Macaria turned up as he was finishing the task. He tied the last corner of the fabric into place, then dragged himself over to Benigna. Her eyes were still open, but when he tugged on her arms the muscles were slack. Macaria joined him, and they set about establishing a baseline for the arborine’s anatomy. Carlo had decided not to make any exploratory incisions; as informative as they might have been, there was too much risk of disrupting the very effects they were hoping to measure.

Amanda arrived and started setting up the light players in the equipment hatch. Carlo went down to help her, and to satisfy himself that nothing would get shredded this time. The tapes themselves were merely copies of the recordings, but a garbled message could wreak havoc on Benigna’s flesh.

“Are you ready?” he asked Amanda.

“Yes.” Though she’d shown no enthusiasm for the experiment, no one had more experience with the players.

“We can try for a breeding in a few days’ time,” Carlo promised her.

“You really think she’ll still be fertile after this?” Amanda gestured at the tapes.

“Maybe not,” he admitted. “Then again, maybe her body will just ignore these signals without the whole context they had for Zosima—then we’ll have learned that much about the process, and we’ll still have a chance to record her undergoing quadraparous fission.”
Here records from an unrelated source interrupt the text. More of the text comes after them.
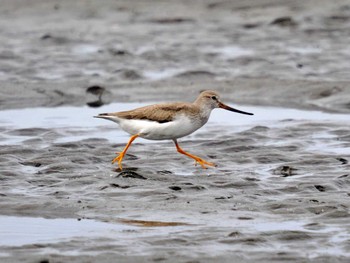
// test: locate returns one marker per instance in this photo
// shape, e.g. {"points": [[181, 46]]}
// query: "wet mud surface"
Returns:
{"points": [[281, 190]]}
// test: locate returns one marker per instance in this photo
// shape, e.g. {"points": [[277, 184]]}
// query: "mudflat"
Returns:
{"points": [[281, 189]]}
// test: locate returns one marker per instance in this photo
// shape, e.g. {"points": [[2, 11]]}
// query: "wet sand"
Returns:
{"points": [[281, 189]]}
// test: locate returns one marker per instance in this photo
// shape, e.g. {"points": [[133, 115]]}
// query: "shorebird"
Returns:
{"points": [[168, 121]]}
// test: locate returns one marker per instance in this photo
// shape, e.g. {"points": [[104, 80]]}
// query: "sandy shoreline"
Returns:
{"points": [[281, 190]]}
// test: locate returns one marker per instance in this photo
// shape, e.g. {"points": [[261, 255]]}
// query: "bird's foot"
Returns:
{"points": [[119, 159], [203, 163]]}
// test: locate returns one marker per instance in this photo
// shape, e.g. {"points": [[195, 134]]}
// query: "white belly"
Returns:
{"points": [[152, 130]]}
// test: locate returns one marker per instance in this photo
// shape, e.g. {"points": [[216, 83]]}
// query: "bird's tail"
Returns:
{"points": [[108, 116]]}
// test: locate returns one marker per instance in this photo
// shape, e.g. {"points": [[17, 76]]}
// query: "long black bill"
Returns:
{"points": [[223, 106]]}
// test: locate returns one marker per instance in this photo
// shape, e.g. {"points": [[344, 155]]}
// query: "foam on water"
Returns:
{"points": [[77, 123]]}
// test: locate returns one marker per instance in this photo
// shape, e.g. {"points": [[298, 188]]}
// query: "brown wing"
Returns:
{"points": [[161, 113]]}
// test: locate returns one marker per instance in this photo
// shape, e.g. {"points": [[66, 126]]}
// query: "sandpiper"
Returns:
{"points": [[168, 121]]}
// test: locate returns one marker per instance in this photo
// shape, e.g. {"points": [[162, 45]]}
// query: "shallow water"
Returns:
{"points": [[21, 231], [77, 123], [280, 188]]}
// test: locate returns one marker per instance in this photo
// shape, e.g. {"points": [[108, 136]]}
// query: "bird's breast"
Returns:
{"points": [[181, 126]]}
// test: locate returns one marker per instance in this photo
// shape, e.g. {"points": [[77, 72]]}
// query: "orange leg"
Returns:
{"points": [[196, 158], [121, 155]]}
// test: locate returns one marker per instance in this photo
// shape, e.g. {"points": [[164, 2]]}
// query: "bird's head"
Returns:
{"points": [[211, 99]]}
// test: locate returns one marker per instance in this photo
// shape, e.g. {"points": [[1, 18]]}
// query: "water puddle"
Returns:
{"points": [[19, 231], [77, 123], [138, 235]]}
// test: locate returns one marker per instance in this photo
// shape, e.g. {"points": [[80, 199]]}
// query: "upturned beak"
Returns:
{"points": [[223, 106]]}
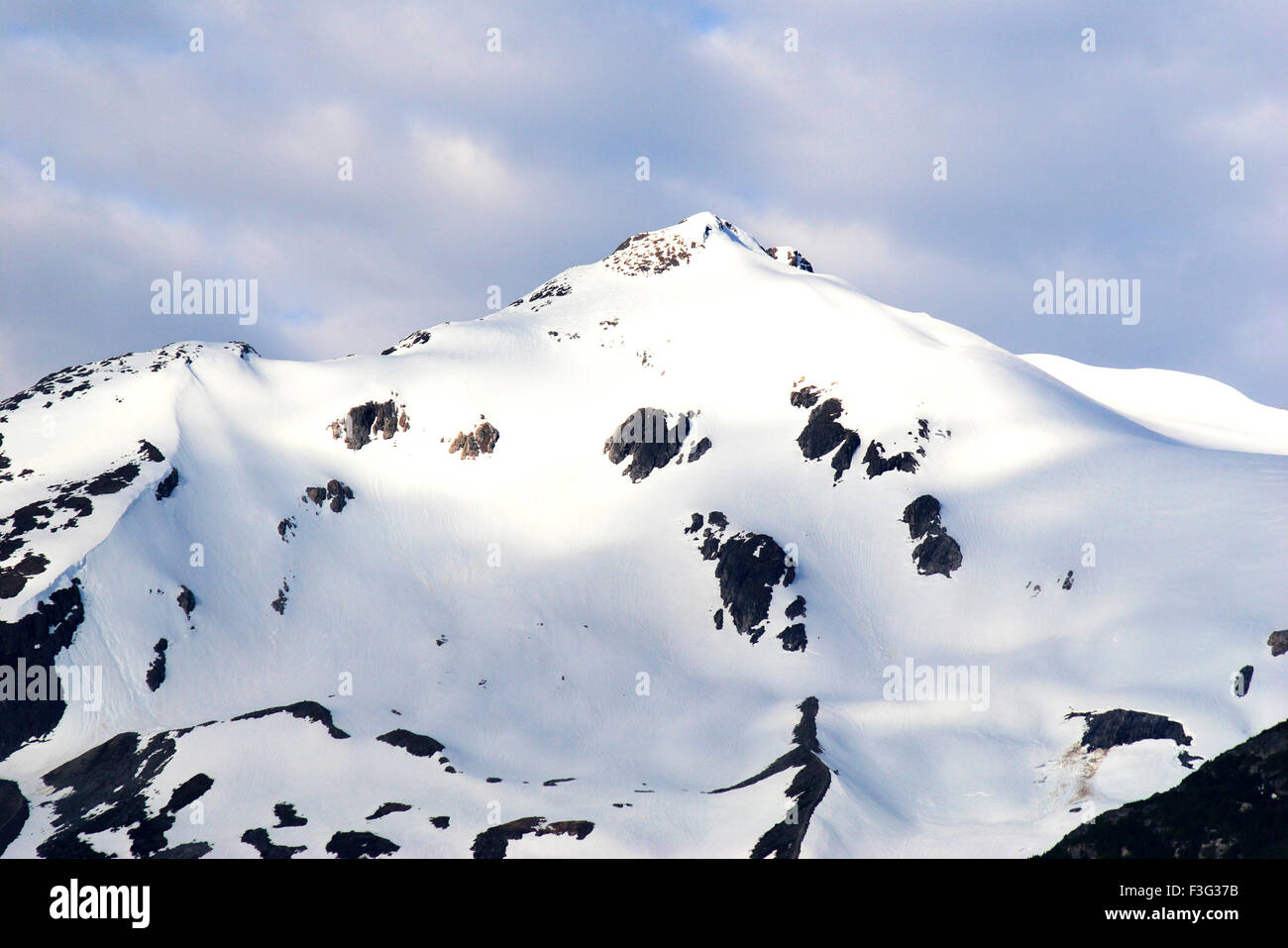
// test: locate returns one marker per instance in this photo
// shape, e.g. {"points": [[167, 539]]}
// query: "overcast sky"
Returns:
{"points": [[476, 167]]}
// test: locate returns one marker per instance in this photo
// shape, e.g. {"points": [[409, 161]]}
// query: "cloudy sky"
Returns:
{"points": [[476, 167]]}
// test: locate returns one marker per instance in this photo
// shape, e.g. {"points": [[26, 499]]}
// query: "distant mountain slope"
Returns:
{"points": [[1232, 806]]}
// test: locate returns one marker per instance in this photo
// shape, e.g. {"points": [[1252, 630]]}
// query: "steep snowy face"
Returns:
{"points": [[688, 552]]}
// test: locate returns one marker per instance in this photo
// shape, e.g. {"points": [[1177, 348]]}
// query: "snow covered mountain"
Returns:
{"points": [[690, 552]]}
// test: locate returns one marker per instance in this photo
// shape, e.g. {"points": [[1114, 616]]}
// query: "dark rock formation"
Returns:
{"points": [[822, 433], [807, 788], [415, 745], [335, 491], [287, 817], [1241, 681], [385, 809], [651, 440], [1233, 806], [35, 639], [278, 604], [1108, 729], [187, 601], [167, 483], [13, 813], [879, 464], [493, 841], [156, 672], [481, 441], [364, 423], [936, 553], [748, 566], [359, 845], [107, 790], [791, 257], [939, 554], [304, 710], [267, 849], [1278, 642]]}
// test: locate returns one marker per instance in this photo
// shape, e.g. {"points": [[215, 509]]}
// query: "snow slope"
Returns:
{"points": [[549, 621]]}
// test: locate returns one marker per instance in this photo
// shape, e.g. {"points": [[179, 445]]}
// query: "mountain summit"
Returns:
{"points": [[688, 552]]}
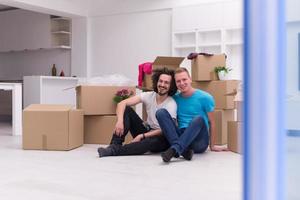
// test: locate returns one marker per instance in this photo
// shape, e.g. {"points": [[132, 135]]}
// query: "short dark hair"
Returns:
{"points": [[182, 69], [155, 77]]}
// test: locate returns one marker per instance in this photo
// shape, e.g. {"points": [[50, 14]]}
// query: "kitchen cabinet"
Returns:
{"points": [[49, 90], [26, 30], [61, 32], [222, 36]]}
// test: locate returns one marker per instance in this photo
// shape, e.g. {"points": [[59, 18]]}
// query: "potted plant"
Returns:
{"points": [[222, 72]]}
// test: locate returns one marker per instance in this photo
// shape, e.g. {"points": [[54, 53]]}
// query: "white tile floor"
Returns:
{"points": [[80, 175]]}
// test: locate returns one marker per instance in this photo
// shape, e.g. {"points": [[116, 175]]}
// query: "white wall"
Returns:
{"points": [[292, 73], [109, 7], [67, 8], [293, 28], [118, 43]]}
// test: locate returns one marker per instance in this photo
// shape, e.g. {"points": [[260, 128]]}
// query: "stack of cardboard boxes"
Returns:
{"points": [[60, 127], [99, 112], [235, 127], [204, 78], [52, 127]]}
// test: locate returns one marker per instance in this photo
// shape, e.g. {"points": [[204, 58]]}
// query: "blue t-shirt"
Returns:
{"points": [[199, 104]]}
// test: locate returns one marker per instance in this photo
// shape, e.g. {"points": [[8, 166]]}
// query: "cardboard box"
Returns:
{"points": [[98, 100], [202, 66], [99, 129], [219, 90], [160, 62], [221, 118], [52, 127], [235, 136], [238, 105]]}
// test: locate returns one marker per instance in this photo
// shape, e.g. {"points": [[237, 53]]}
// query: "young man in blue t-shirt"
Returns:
{"points": [[195, 115]]}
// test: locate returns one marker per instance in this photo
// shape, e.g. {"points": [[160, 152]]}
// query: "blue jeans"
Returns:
{"points": [[195, 136]]}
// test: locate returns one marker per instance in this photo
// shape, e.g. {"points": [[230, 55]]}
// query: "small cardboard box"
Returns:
{"points": [[239, 110], [234, 136], [219, 90], [202, 66], [221, 118], [160, 62], [52, 127], [98, 129], [147, 82], [98, 100]]}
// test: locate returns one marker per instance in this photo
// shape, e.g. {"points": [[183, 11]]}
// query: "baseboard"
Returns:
{"points": [[293, 133]]}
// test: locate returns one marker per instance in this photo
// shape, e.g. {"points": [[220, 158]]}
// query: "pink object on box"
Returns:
{"points": [[144, 68]]}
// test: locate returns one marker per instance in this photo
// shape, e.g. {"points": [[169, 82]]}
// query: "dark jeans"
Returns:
{"points": [[195, 136], [136, 126]]}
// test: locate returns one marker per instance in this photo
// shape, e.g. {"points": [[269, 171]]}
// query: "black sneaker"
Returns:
{"points": [[105, 152], [188, 154], [167, 155], [111, 150]]}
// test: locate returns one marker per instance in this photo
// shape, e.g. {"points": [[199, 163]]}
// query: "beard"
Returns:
{"points": [[162, 91]]}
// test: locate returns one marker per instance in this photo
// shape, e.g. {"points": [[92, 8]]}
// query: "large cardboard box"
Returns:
{"points": [[98, 100], [235, 136], [99, 129], [52, 127], [160, 62], [219, 90], [221, 118], [203, 66]]}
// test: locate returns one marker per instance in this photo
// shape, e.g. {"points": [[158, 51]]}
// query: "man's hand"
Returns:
{"points": [[119, 128], [137, 138], [218, 148]]}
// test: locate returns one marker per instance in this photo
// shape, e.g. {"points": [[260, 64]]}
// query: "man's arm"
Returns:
{"points": [[145, 135], [212, 129], [119, 128]]}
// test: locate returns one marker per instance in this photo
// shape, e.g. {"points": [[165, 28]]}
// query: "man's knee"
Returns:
{"points": [[161, 113], [128, 110], [198, 120]]}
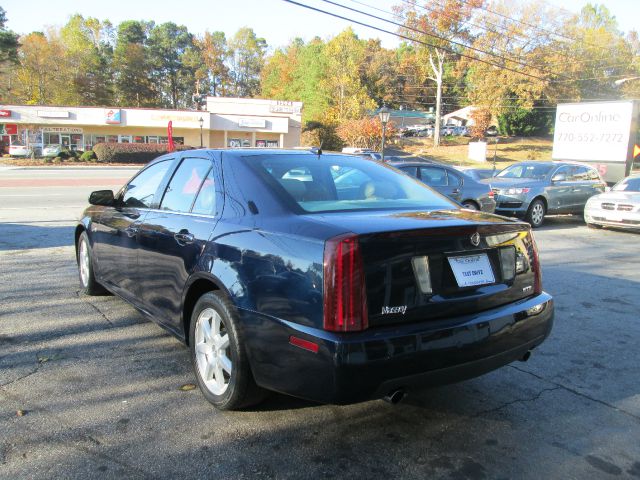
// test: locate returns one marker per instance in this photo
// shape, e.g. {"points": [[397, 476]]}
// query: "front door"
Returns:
{"points": [[116, 233], [172, 237]]}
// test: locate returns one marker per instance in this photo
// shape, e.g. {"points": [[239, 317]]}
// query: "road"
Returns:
{"points": [[89, 389]]}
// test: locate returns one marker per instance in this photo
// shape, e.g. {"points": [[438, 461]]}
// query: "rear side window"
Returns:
{"points": [[140, 191], [436, 177], [185, 184], [205, 203]]}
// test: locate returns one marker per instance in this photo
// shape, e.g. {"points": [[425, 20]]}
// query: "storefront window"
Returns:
{"points": [[51, 138], [77, 142]]}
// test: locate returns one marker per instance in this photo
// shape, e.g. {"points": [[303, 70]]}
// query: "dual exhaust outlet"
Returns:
{"points": [[396, 396]]}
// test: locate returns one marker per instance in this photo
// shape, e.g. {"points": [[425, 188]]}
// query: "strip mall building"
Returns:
{"points": [[226, 122]]}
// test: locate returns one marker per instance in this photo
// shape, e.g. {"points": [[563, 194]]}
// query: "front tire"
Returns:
{"points": [[218, 355], [536, 213], [88, 283]]}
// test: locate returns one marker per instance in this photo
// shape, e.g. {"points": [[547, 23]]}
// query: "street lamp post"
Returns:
{"points": [[384, 118]]}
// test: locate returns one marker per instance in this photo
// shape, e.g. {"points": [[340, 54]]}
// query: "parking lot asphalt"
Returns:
{"points": [[90, 389]]}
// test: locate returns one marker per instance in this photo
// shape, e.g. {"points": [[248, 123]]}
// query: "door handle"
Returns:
{"points": [[132, 230], [183, 237]]}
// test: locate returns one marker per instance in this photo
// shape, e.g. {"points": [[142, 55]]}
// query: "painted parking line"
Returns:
{"points": [[61, 182]]}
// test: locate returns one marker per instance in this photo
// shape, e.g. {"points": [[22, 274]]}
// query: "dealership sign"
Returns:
{"points": [[53, 114], [63, 130], [112, 116], [597, 131], [8, 129]]}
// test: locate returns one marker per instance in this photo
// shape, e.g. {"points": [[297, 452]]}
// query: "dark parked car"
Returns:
{"points": [[531, 190], [282, 272], [451, 182]]}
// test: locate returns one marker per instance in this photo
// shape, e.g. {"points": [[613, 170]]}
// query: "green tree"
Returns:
{"points": [[215, 55], [169, 46], [247, 59], [132, 67], [8, 52], [342, 82], [87, 60]]}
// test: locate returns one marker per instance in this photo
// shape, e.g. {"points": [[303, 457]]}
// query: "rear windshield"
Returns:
{"points": [[331, 183], [526, 170], [628, 185]]}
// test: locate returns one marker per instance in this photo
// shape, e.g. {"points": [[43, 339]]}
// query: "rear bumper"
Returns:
{"points": [[359, 366]]}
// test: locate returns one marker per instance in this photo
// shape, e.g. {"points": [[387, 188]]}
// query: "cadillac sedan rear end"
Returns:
{"points": [[408, 298]]}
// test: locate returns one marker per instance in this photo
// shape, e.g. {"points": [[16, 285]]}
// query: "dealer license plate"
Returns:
{"points": [[472, 270]]}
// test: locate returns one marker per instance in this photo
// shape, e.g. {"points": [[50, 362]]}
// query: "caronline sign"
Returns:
{"points": [[592, 131]]}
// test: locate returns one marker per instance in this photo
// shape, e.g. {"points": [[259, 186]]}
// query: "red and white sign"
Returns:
{"points": [[8, 129]]}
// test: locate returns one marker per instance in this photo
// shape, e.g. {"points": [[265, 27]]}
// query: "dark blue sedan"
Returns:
{"points": [[324, 276]]}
Amanda didn’t argue the point. “You know what we should be studying in the arborines?” she said.

“What?”

“The effect of the male’s nutrition on biparity.”

Carlo said, “That would take six years and dozens of animals. Let’s finish what we’ve started first.”

He clambered back up into the cage. Benigno was still humming anxiously, but Carlo shut out the sound. He dragged himself into place beside Macaria and put his palms against Benigna’s skin.

“Start the playback,” he called to Amanda.

As the clatter rose up from beneath the cage a tremor passed through the arborine’s body, but it was probably just a vibration transmitted from the machines themselves. Carlo glanced at Macaria, who was moving her fingertips gently over the opposite side of Benigna’s torso. “I think there’s some rigidity,” she said.

“Really?” He pressed a thumb against the skin; it was a little less yielding than before.

The players fell silent. Carlo tried not to be too disappointed by the unspectacular result. He’d chosen a short sequence in the hope that it would elicit a single, comprehensible effect, and if this hardening of the skin—a prerequisite for fission—could be attributed to the motifs they had sent in, that would be one modest step toward deciphering the entire language.

But the response to the tapes hadn’t played itself out yet: the arborine’s skin was still growing more rigid. As Carlo tested it, he saw a faint yellow flicker spreading through the flesh below, diffuse but unmistakable.

Macaria said, “I think we might have triggered something.”

The body did its best to confine its signals, to keep them from spilling from one pathway to another; only the most intense activity shone through to the surface. These errant lights reminded Carlo of the sparks that tumbled out when he set a lamp spinning in weightlessness: each spark drifted away, fading, but there was always another close behind. The tapes, it seemed, hadn’t issued a simple instruction to the arborine’s flesh: do this one thing and be done with it. They’d provoked it into starting up its own internal conversation, sufficiently frenetic to be glimpsed from outside the skin.

Could they have pushed the body into fission? Carlo was confused; Benigna hadn’t even resorbed her limbs, and all the optical activity he could see was confined to her lower torso. He reached up and touched her tympanum gently, then her face; the skin here was completely unaffected. “This is some minor reorganization,” he suggested. “Some local rigidity and a few associated changes.”

“Perhaps.” Macaria ran a finger across Benigna’s chest. “If by ‘associated changes’ you mean a partition forming.”

Carlo prodded the place she’d just touched; not only was the surface hard, he could feel the inflexible wall extending beneath it. “You’re right.”